Cell Mol Biol Lett. 2005;10(1):73-89.
We describe a bioinformatics tool that can be used to predict the position of phosphorylation sites in proteins based only on sequence information. The method uses the support vector machine (SVM) statistical learning theory. The statistical models for phosphorylation by various types of kinases are built using a dataset of short (9-amino acid long) sequence fragments. The sequence segments are dissected around post-translationally modified sites of proteins that are on the current release of the Swiss-Prot database, and that were experimentally confirmed to be phosphorylated by any kinase. We represent them as vectors in a multidimensional abstract space of short sequence fragments. The prediction method is as follows. First, a given query protein sequence is dissected into overlapping short segments. All the fragments are then projected into the multidimensional space of sequence fragments via a collection of different representations. Those points are classified with pre-built statistical models (the SVM method with linear, polynomial and radial kernel functions) either as phosphorylated or inactive ones. The resulting list of plausible sites for phosphorylation by various types of kinases in the query protein is returned to the user. The efficiency of the method for each type of phosphorylation is estimated using leave-one-out tests and presented here. The sensitivities of the models can reach over 70%, depending on the type of kinase. The additional information from profile representations of short sequence fragments helps in gaining a higher degree of accuracy in some phosphorylation types. The further development of an automatic phosphorylation site annotation predictor based on our algorithm should yield a significant improvement when using statistical algorithms in order to quantify the results.

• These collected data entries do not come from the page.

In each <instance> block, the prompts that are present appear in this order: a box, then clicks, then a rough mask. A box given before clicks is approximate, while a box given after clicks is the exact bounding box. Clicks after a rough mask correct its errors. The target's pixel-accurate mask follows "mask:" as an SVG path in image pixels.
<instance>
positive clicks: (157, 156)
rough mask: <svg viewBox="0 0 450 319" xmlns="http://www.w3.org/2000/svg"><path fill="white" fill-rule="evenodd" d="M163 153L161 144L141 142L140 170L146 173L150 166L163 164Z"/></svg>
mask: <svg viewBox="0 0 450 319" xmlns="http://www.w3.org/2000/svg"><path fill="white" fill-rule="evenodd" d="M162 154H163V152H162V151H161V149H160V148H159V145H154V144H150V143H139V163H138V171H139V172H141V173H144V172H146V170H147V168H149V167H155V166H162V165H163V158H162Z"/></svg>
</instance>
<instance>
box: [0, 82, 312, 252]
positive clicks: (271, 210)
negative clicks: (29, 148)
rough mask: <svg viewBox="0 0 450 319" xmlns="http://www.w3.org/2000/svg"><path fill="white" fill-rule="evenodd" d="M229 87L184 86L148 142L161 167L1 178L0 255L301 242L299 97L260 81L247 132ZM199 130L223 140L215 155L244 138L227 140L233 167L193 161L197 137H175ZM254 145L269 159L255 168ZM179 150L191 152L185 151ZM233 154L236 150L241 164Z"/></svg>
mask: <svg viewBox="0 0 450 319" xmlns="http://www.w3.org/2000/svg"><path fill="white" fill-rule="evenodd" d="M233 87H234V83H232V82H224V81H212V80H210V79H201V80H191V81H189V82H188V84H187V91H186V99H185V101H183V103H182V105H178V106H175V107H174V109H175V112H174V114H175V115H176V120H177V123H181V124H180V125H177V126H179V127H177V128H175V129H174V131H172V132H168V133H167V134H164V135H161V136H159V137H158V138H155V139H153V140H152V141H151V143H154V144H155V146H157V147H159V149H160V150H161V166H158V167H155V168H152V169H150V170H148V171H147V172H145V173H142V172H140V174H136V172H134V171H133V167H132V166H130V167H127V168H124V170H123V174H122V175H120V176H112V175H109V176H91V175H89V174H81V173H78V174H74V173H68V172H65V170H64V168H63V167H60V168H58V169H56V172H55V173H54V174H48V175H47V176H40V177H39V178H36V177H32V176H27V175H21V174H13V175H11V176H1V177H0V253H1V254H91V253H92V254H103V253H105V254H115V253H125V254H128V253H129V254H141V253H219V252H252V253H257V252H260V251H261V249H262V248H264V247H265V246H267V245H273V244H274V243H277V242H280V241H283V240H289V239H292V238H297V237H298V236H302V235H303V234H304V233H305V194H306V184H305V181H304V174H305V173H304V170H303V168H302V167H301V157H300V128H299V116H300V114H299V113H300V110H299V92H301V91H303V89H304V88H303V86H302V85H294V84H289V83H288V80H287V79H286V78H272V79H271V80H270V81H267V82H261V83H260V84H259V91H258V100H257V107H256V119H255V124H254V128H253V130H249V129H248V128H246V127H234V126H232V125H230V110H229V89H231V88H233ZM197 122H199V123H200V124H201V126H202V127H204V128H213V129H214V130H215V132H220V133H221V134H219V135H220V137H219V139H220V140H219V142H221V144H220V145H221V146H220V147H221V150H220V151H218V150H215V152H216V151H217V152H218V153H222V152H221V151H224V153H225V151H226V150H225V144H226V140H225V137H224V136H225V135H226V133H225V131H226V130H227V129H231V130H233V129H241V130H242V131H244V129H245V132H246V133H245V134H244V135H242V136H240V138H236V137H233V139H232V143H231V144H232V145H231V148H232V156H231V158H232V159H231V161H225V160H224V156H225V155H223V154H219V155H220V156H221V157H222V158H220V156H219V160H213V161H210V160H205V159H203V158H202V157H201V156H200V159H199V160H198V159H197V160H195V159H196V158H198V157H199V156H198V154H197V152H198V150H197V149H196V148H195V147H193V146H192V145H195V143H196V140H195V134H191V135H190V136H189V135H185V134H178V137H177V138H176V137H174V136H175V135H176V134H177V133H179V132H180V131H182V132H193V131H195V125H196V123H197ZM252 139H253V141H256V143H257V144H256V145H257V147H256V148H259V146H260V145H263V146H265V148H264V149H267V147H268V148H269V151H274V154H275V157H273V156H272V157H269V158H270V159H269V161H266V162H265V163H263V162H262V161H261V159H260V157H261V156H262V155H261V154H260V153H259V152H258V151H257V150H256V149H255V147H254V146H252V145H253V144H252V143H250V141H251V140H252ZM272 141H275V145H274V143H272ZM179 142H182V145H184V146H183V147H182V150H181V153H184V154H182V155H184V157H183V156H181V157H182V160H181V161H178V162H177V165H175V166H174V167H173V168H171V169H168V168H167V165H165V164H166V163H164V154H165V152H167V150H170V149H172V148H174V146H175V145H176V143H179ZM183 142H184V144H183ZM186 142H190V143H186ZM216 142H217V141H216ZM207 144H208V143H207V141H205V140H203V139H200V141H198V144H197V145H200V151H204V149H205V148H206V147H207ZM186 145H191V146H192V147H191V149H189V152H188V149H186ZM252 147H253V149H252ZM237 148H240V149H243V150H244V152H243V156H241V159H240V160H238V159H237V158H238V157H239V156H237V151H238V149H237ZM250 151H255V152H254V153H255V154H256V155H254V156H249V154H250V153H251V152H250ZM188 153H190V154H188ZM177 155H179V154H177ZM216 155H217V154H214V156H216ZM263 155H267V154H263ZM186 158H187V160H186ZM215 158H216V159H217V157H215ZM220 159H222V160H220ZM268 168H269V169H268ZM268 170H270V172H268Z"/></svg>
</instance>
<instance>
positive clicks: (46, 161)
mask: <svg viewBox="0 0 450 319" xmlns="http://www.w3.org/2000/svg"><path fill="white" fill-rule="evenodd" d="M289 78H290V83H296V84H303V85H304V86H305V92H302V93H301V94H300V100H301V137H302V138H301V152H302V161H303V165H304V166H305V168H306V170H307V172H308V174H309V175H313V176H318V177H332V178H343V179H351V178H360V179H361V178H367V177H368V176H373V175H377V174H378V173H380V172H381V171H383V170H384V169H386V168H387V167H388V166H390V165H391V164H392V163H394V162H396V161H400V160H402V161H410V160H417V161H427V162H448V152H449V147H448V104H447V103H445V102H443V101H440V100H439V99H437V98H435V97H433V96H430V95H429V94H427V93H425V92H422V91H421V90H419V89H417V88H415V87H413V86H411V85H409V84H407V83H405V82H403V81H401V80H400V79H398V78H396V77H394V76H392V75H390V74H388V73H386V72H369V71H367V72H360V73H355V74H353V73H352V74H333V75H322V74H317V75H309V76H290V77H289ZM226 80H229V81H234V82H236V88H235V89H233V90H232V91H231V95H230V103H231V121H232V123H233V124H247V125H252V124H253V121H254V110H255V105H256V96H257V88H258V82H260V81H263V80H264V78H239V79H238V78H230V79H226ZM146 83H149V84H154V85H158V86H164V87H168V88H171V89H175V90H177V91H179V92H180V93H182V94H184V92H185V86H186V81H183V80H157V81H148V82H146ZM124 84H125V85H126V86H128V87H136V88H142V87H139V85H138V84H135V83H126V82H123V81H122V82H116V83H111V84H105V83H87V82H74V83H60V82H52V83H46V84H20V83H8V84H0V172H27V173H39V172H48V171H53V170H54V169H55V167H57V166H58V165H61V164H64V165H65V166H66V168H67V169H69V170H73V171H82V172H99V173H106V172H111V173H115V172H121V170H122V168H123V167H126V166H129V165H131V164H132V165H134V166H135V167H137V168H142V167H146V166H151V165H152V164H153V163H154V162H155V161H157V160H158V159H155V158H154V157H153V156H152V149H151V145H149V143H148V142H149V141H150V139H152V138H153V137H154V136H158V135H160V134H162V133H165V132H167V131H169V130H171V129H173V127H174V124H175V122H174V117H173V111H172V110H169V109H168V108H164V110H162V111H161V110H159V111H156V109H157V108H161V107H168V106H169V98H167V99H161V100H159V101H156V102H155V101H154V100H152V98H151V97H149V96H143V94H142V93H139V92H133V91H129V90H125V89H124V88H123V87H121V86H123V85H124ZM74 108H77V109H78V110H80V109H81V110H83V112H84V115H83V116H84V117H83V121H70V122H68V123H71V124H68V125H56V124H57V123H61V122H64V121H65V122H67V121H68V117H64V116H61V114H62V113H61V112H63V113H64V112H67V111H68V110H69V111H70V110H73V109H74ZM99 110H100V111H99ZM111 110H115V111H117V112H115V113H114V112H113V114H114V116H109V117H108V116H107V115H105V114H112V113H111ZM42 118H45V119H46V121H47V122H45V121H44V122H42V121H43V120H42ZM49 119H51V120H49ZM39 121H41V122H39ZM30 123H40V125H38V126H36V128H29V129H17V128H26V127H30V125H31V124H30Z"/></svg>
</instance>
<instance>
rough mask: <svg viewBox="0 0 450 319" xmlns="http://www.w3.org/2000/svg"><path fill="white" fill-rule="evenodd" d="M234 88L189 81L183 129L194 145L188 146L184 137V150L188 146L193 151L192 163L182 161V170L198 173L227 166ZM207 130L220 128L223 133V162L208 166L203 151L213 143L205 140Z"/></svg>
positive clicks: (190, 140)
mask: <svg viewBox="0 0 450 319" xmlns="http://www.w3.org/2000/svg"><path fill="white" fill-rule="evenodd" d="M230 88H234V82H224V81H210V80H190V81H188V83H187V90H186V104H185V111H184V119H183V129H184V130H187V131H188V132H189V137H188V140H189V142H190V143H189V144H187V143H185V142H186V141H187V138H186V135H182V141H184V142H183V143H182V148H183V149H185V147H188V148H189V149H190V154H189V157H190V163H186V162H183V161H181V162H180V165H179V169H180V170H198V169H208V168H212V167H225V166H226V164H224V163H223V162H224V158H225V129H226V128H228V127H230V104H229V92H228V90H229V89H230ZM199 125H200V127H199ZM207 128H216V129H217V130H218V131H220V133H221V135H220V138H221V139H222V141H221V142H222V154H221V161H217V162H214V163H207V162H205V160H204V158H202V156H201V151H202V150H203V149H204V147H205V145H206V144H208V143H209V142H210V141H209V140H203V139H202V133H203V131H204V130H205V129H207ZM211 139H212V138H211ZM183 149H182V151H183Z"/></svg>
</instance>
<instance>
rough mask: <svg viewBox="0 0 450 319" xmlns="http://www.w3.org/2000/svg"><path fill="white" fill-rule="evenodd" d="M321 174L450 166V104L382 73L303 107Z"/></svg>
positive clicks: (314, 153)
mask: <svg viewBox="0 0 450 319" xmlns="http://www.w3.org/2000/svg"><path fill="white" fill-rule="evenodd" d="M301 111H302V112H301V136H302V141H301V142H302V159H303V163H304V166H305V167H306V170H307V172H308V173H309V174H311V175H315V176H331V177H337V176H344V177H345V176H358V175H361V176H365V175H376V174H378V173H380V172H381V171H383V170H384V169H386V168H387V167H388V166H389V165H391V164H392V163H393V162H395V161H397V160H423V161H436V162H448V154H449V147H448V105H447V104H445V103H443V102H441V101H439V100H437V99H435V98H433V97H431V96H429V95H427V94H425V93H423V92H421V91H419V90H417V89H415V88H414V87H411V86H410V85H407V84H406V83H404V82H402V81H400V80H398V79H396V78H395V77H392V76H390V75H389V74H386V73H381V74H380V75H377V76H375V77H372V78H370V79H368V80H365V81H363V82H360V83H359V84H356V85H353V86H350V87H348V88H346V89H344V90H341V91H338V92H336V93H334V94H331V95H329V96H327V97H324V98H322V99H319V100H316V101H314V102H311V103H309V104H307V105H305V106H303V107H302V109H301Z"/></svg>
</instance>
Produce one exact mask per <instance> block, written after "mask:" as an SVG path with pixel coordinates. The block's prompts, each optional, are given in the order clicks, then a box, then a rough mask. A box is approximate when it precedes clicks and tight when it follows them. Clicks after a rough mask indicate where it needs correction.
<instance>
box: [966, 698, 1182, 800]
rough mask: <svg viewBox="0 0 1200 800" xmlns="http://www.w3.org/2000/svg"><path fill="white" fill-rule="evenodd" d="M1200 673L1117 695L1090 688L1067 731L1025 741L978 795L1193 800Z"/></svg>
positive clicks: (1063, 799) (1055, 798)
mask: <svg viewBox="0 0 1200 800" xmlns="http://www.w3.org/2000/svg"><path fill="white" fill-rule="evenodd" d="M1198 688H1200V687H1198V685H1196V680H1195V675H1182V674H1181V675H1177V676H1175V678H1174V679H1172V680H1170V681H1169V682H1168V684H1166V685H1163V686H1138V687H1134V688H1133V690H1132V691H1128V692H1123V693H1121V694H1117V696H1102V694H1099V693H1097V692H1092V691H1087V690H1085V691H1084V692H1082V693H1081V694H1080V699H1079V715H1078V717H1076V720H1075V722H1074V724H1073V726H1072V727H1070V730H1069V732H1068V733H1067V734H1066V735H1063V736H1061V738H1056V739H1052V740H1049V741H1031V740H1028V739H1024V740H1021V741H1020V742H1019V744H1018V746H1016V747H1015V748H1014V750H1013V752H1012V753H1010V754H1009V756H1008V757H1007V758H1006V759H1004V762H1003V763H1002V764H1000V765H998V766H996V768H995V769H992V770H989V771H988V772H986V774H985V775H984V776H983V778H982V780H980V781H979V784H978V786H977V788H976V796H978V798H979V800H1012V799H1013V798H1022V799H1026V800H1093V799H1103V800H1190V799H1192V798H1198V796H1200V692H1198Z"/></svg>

我们描述了一种生物信息学工具,该工具可仅基于序列信息来预测蛋白质中磷酸化位点的位置。该方法采用支持向量机(SVM)统计学习理论。利用短(9个氨基酸长)序列片段数据集构建了各种激酶磷酸化的统计模型。这些序列片段是围绕当前版本的Swiss-Prot数据库中蛋白质的翻译后修饰位点进行剖析的,并且这些位点已通过实验证实可被任何激酶磷酸化。我们将它们表示为短序列片段多维抽象空间中的向量。预测方法如下。首先,将给定的查询蛋白质序列剖析为重叠的短片段。然后,通过一系列不同的表示方式将所有片段投影到序列片段的多维空间中。使用预先构建的统计模型(具有线性、多项式和径向核函数的SVM方法)将这些点分类为磷酸化或非磷酸化的点。查询蛋白质中各种激酶可能的磷酸化位点的结果列表会返回给用户。使用留一法测试估计该方法对每种磷酸化类型的效率,并在此处展示。根据激酶类型,模型的灵敏度可达到70%以上。短序列片段的轮廓表示中的附加信息有助于在某些磷酸化类型中获得更高的准确性。基于我们的算法进一步开发自动磷酸化位点注释预测器,在使用统计算法量化结果时应会有显著改进。